Sto vivendo i miei ultimi 21 giorni prima di cambiare stato civile e sposarmi.
E lo so che sono monotematica, da un po' di tempo a questa parte, ma è un qualcosa di inspiegabile lo stato d'animo che ci si ritrova dentro in momenti come questo.
Mai provato prima d'ora, farò il possibile perchè rimanga un'esclusiva; vorrò solo ricordarlo, a distanza di anni, insieme a Marco.
Ti rendi conto di cosa ti stia capitando, ma fino a un certo punto, grazie anche ad una serie di fattori pratici.
Dal fatto che da qualche tempo sborsi soldi per arredare casa, per comprare questo e quello.
Dal fatto che la gente ti chiama per sapere come stai, dove avete fatto la lista e per farti notare che il
countdown è ormai in atto....da mò!
Dal fatto che sei tu e non una tua amica che a inizio anno sì è andata a provare un vestito bianco, che riproverai tra qualche giorno "per l 'ultima prova" e che, sembra brutto ma è così, quasi non ricordi più come sia fatto.
Dal fatto di avere la settimana precedente al
W-Day libera dal lavoro (deo gratias!) ma già piena di cose da fare e già sai che se scommettessi 1000 euro sull'arrivare più stanca di altri giorni normali, a fine settimana, vinceresti certamente.
Dal fatto che quando ti fermi a pensare che il 29 settembre ti sposi, te ne rendi conto un po' più di qualche mese fa, perchè pensi che non vai "a un matrimonio": quello
sarà il TUO matrimonio,
il VOSTRO matrimonio e allora le prospettive di quel giorno, e soprattutto del dopo, saranno un tantino differenti!
Mentre scrivi sei ad un mese dalla partenza per gli
States, una settimana dopo
the wedding.
Avrai davanti due settimane di tour in cui la tua unica fatica sarà tenere gli occhi aperti per vedere il più possibile dell'oltreoceano; due settimane di vacanza con Marco, simili a qualcuna delle precedenti, forse, perchè sarete tu e lui, ma capovolta certamente perchè sarete una famiglia...e quello, cazarola, sarà il vostro viaggio di nozze, la luna di miele, la vostra
honey moon!!!Non si riesce a spiegare cosa cavolo suscita dentro, nel seminterrato del cuore, questo pensiero.
Cacchio, ora non sei più una ragazzina, non sarà più che c'è chi ci pensa, chi lava, chi stira, chi prepara, chi lavora per te.

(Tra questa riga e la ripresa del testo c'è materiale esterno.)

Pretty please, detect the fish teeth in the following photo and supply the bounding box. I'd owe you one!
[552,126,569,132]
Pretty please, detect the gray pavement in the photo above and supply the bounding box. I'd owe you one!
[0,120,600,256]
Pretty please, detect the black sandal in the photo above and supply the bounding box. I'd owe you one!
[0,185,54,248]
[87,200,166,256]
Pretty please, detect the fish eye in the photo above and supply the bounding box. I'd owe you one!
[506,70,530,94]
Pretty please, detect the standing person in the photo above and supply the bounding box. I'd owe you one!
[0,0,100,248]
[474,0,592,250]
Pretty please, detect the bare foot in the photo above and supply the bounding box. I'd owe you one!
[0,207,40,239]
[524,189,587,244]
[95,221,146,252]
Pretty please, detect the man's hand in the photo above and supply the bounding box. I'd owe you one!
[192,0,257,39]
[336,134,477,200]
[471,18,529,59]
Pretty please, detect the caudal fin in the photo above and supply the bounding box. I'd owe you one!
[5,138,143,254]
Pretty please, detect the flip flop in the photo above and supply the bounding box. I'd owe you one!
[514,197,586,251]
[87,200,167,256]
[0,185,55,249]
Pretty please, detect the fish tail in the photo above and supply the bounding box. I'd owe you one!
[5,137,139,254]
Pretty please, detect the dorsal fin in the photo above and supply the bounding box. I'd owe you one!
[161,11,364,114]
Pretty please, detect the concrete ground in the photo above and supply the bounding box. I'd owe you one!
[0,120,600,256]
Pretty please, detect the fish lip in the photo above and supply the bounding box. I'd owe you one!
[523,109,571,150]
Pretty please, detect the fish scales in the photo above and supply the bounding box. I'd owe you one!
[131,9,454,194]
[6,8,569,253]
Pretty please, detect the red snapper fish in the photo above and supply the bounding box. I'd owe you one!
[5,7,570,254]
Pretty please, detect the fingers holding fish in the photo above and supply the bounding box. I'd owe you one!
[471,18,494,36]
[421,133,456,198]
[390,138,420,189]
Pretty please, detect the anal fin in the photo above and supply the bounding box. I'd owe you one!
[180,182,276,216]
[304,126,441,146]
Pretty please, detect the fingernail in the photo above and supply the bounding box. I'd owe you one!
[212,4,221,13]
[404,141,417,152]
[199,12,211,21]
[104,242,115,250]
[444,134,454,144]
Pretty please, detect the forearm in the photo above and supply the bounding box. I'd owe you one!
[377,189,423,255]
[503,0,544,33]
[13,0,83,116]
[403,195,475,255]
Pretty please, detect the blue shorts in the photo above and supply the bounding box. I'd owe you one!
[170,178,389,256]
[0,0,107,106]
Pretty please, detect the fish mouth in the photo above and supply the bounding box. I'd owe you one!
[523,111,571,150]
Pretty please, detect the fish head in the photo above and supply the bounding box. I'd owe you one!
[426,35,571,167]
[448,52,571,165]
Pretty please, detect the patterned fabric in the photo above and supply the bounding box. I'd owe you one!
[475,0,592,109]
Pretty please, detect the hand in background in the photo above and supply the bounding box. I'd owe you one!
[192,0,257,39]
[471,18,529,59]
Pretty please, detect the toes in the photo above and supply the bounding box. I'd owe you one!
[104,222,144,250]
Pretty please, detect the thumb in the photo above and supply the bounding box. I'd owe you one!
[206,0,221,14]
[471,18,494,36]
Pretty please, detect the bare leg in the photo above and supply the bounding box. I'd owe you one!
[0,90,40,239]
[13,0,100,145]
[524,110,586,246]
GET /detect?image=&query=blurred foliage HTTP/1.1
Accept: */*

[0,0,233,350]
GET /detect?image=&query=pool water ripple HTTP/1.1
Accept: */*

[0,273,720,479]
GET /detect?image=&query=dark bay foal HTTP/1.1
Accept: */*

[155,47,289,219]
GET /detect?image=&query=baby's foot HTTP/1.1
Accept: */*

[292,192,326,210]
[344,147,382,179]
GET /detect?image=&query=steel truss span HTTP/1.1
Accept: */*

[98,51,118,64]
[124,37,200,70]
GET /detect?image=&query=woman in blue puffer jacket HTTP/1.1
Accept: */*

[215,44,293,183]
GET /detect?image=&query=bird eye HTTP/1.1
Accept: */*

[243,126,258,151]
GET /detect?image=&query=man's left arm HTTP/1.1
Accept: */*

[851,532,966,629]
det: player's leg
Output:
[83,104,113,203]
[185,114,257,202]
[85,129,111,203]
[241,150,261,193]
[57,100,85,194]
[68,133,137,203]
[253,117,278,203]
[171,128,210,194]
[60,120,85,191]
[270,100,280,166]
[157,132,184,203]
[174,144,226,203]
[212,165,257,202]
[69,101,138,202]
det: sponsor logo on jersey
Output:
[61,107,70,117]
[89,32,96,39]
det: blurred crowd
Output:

Ora sarai tu, con lui, a gestirti la casa e la vita.
Ne sarete capace, ma veramente bene? Veramente come vorrete?
Non lo sai, ancora no, ma certamente imparerete con più o meno tempo, con più o meno difficoltà, con più o meno errori, a cavarvela.
E anche se non sai tante di queste cose, sei qui che non vedi l’ora di cominciare!